If you want to preserve the order of sheets in your dictionary, you have to pass on an ordered dictionary to the function itself. For example:

>>> data = OrderedDict()
>>> data.update({"Sheet 2": a_dictionary_of_two_dimensional_arrays['Sheet 2']})
>>> data.update({"Sheet 1": a_dictionary_of_two_dimensional_arrays['Sheet 1']})
>>> data.update({"Sheet 3": a_dictionary_of_two_dimensional_arrays['Sheet 3']})
>>> pyexcel.save_book_as(bookdict=data, dest_file_name="book.xls")

Let’s verify its order:

>>> book_dict = pyexcel.get_book_dict(file_name="book.xls")
>>> for key, item in book_dict.items():
...     print(json.dumps({key: item}))
{"Sheet 2": [["X", "Y", "Z"], [1, 2, 3], [4, 5, 6]]}
{"Sheet 1": [[1, 2, 3], [4, 5, 6], [7, 8, 9]]}
{"Sheet 3": [["O", "P", "Q"], [3, 2, 1], [4, 3, 2]]}

Please notice that “Sheet 2” is the first item in the book_dict, meaning the order of sheets are preserved.

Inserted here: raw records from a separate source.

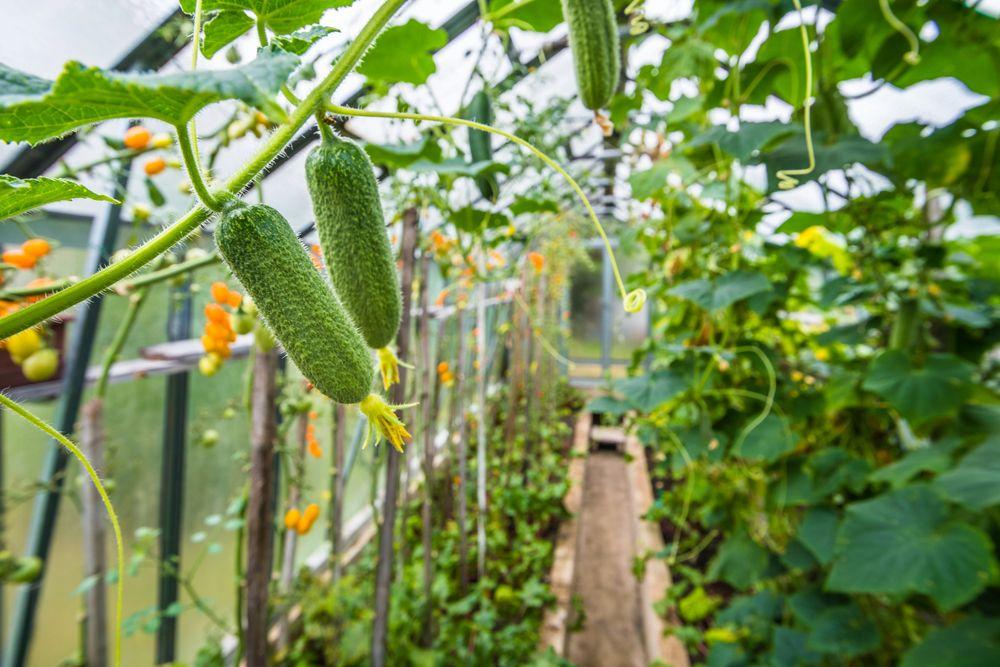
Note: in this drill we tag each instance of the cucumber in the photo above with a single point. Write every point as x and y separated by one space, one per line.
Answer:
593 40
352 234
294 301
480 143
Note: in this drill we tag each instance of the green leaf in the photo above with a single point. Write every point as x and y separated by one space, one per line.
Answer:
403 155
973 641
530 205
818 532
975 481
756 614
473 220
771 440
723 291
740 562
18 196
608 405
535 15
647 392
843 631
281 16
16 85
920 394
745 142
81 96
223 29
458 167
788 649
791 153
905 542
935 458
404 54
301 40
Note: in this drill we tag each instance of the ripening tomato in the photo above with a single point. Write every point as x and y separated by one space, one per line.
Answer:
154 166
41 365
36 248
137 138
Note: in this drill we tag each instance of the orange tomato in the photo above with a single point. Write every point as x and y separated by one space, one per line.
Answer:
215 313
154 166
36 248
137 138
311 512
220 292
217 331
18 259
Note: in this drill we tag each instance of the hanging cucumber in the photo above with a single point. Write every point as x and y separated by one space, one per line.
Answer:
304 315
480 144
296 304
352 234
593 40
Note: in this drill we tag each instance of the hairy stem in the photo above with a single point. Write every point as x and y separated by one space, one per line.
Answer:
102 280
634 300
112 516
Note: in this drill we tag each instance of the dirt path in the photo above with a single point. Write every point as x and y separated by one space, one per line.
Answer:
612 634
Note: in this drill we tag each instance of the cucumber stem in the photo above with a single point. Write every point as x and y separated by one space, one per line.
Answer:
100 281
189 153
633 301
29 417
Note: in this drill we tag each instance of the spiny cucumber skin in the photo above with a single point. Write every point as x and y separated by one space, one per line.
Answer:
480 144
352 234
593 40
295 302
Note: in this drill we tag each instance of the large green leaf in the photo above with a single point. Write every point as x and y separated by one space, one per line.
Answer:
19 196
723 291
935 458
745 142
281 16
905 542
970 642
81 95
843 631
975 481
818 532
920 394
404 54
740 562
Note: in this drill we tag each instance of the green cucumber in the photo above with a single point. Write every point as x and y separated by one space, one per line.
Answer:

How to an excel sheet to a database using SQLAlchemy

Note

You can find the complete code of this example in examples folder on github

Before going ahead, let’s import the needed components and initialize sql engine and table base:

>>> from sqlalchemy import create_engine
>>> from sqlalchemy.ext.declarative import declarative_base
>>> from sqlalchemy import Column , Integer, String, Float, Date
>>> from sqlalchemy.orm import sessionmaker
>>> engine = create_engine("sqlite:///birth.db")
>>> Base = declarative_base()
>>> Session = sessionmaker(bind=engine)

Let’s suppose we have the following database model:

>>> class BirthRegister(Base):
...     __tablename__='birth'
...     id=Column(Integer, primary_key=True)
...     name=Column(String)
...     weight=Column(Float)
...     birth=Column(Date)

Let’s create the table:

>>> Base.metadata.create_all(engine)

Now here is a sample excel file to be saved to the table:

name weight birth
Adam 3.4 2015-02-03
Smith 4.2 2014-11-12

Here is the code to import it:

>>> session = Session() # obtain a sql session
>>> pyexcel.save_as(file_name="birth.xls", name_columns_by_row=0, dest_session=session, dest_table=BirthRegister)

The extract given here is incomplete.